The old people at the wheel, the shouting match at the turn

These are evasive maneuvers. Car keys that are hidden, excuses to cancel a trip, awkward discussions. “What if I took the wheel? », suggested Olivier to his father, who did not say a word for the rest of the road while continuing to drive, in Nantes. Aurélie, 41, remembers the day her father, 86, wanted to drive alone to a Paris hospital after a stroke. He ran after her to retrieve the car keys she had confiscated from him. He hates that someone else takes the wheel… In Carantec, in Finistère, Anne remembers a game of cat and mouse with her father, when he was 85 years old. “He said, ‘I’m going to the bakery. We said: “It’s good, we have bread.” “I need to go to Morlaix.” We answered: “We can go there tomorrow”… He insisted because we could not simply tell him: “You must not drive”. » « It’s hard to say for yourself too, it’s one more step towards the loss of your parents as we knew them.testifies Catherine who, in Vienne (Isère), sought her words to say “I think you got lucky there”, after a final swerve from his father, whose car had climbed onto the sidewalk. Settled in an alpine village, Frédéric, a music teacher, took it badly that his son suggested that he move to town to no longer depend on his car, “As if our roles were reversed…”

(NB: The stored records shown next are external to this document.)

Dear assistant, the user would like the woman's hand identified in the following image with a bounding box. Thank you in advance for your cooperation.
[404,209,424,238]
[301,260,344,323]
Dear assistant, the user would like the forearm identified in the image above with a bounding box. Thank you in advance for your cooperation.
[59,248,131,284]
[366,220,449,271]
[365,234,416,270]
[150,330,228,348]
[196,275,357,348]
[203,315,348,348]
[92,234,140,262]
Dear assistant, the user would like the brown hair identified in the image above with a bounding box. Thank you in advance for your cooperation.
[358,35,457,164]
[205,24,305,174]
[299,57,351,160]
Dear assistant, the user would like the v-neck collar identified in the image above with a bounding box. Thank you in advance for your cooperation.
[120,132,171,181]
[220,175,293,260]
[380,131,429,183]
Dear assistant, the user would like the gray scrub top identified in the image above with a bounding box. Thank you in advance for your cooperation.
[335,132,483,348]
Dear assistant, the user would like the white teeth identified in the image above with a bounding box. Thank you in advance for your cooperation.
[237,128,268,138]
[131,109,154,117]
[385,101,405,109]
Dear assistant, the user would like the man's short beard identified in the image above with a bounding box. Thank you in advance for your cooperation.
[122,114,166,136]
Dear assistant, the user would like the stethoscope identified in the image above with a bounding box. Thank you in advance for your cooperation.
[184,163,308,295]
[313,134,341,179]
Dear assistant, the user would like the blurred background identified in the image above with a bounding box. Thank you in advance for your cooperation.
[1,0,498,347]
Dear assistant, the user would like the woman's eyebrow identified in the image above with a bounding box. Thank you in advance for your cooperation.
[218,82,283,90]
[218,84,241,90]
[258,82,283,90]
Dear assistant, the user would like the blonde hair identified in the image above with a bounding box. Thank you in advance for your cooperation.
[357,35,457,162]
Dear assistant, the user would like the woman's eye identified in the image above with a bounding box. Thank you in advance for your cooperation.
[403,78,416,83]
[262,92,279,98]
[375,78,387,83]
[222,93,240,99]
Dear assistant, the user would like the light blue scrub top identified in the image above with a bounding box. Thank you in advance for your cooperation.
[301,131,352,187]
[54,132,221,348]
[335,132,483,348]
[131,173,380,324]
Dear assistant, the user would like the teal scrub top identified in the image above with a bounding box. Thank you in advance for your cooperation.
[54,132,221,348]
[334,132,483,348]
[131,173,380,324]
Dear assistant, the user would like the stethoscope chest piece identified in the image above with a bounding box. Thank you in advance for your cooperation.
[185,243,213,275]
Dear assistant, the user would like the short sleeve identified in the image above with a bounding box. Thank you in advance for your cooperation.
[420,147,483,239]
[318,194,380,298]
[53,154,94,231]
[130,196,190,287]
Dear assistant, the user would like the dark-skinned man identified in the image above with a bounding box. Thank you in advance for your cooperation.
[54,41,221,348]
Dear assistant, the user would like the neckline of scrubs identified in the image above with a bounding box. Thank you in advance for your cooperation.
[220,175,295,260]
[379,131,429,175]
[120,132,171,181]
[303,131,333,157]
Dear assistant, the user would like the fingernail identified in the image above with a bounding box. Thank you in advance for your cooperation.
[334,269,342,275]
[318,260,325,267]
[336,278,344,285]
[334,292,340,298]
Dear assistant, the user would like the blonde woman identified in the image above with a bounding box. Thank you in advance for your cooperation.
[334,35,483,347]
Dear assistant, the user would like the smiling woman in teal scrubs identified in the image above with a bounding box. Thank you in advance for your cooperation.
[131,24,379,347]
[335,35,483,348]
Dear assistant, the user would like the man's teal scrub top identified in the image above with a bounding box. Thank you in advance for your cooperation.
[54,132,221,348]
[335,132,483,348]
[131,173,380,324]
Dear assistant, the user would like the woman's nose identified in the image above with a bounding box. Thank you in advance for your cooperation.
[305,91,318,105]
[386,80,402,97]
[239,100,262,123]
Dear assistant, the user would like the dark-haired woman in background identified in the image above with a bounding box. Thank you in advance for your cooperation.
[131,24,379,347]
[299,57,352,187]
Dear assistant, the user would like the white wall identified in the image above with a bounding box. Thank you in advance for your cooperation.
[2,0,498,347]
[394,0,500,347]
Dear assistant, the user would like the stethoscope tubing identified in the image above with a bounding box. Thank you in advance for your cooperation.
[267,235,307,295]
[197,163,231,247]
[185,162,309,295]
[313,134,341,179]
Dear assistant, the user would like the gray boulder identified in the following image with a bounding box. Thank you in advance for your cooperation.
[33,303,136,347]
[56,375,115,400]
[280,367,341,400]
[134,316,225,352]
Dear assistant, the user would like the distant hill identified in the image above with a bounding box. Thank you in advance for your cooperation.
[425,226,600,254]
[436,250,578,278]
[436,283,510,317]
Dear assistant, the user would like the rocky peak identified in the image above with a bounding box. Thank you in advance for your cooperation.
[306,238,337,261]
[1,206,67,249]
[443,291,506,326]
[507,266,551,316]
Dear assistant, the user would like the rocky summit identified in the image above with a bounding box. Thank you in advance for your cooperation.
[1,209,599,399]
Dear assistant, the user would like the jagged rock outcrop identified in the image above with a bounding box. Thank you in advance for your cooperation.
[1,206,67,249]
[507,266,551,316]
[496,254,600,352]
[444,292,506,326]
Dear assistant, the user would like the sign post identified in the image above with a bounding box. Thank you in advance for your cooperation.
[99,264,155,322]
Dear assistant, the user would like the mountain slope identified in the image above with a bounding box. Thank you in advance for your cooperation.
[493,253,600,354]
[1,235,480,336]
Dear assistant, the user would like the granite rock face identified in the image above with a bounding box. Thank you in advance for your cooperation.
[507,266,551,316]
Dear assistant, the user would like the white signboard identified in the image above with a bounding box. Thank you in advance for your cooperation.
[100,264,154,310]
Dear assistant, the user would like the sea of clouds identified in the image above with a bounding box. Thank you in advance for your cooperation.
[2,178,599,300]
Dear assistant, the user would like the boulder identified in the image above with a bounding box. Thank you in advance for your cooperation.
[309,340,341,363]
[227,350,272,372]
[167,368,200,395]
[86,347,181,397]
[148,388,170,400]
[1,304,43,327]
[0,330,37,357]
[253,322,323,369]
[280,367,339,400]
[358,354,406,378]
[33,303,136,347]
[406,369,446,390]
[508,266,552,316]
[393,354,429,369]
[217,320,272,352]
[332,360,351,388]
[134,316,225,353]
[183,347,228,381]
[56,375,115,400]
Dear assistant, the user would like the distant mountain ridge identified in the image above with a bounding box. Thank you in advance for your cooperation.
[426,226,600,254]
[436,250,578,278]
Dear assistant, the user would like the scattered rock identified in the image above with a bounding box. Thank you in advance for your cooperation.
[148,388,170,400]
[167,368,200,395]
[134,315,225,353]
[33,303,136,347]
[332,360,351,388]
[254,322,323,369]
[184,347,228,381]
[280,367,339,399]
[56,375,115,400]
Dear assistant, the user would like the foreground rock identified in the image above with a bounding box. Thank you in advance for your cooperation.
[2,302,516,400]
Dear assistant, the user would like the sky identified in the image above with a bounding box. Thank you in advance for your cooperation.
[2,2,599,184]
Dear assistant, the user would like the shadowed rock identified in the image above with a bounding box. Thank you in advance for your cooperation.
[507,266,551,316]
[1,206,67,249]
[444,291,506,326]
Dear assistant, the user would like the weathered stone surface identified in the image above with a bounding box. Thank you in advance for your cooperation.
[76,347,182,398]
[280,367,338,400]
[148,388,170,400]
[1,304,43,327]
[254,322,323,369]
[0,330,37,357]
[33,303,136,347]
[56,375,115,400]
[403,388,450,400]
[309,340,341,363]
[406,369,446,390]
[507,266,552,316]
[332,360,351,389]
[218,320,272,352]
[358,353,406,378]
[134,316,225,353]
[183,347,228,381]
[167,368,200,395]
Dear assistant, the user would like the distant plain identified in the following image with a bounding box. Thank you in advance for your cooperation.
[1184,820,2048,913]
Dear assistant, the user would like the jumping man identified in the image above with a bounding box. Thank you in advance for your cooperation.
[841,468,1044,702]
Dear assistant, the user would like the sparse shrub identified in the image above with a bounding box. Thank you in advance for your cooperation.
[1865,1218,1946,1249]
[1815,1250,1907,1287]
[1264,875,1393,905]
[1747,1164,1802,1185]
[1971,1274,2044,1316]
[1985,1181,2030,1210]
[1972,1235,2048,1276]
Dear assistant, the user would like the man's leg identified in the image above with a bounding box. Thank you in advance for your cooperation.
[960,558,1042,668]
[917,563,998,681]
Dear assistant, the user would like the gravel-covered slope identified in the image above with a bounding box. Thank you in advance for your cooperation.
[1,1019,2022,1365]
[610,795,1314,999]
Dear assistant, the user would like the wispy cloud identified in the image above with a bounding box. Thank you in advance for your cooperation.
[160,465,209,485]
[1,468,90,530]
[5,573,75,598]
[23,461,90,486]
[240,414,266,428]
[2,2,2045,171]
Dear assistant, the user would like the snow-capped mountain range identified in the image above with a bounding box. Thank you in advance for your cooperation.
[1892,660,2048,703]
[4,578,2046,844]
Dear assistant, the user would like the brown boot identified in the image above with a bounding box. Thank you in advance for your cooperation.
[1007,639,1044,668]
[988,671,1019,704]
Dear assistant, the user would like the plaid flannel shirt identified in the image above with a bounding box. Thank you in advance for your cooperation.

To broach the subject of the behavior of elders is to expose oneself to frustration, anger… Between (grand) parents and (grand) children, but also among siblings. “My father lived to be 95. The last twenty years of his life, my sisters pestered him to stop driving when he had never had an accident and parked his car perfectly before he died…”gets angry Eva, septuagenarian, at the mention of the subject.

Fewer accidents than young people

And yet, let us beware of these stories: these are the ones we talk about but they are also the rarest, explains Sylvie Bonin-Guillaume, vice-president of the French Society of Geriatrics. These are often stories of men, too. Women, observes this member of the National Road Safety Council, stop more easily and sometimes even too quickly. “We don’t have to be harsh. In most cases, people stop driving spontaneously and for good reasons. » And as often when we talk about the subject, she reminds us that seniors cause fewer accidents than very young people. “You have to get out of received ideas like ‘he’s old, so he can’t drive anymore’. » We would do better, to listen to him, to talk about the risks associated with medical concerns… and it turns out that the oldest suffer more often from pathologies.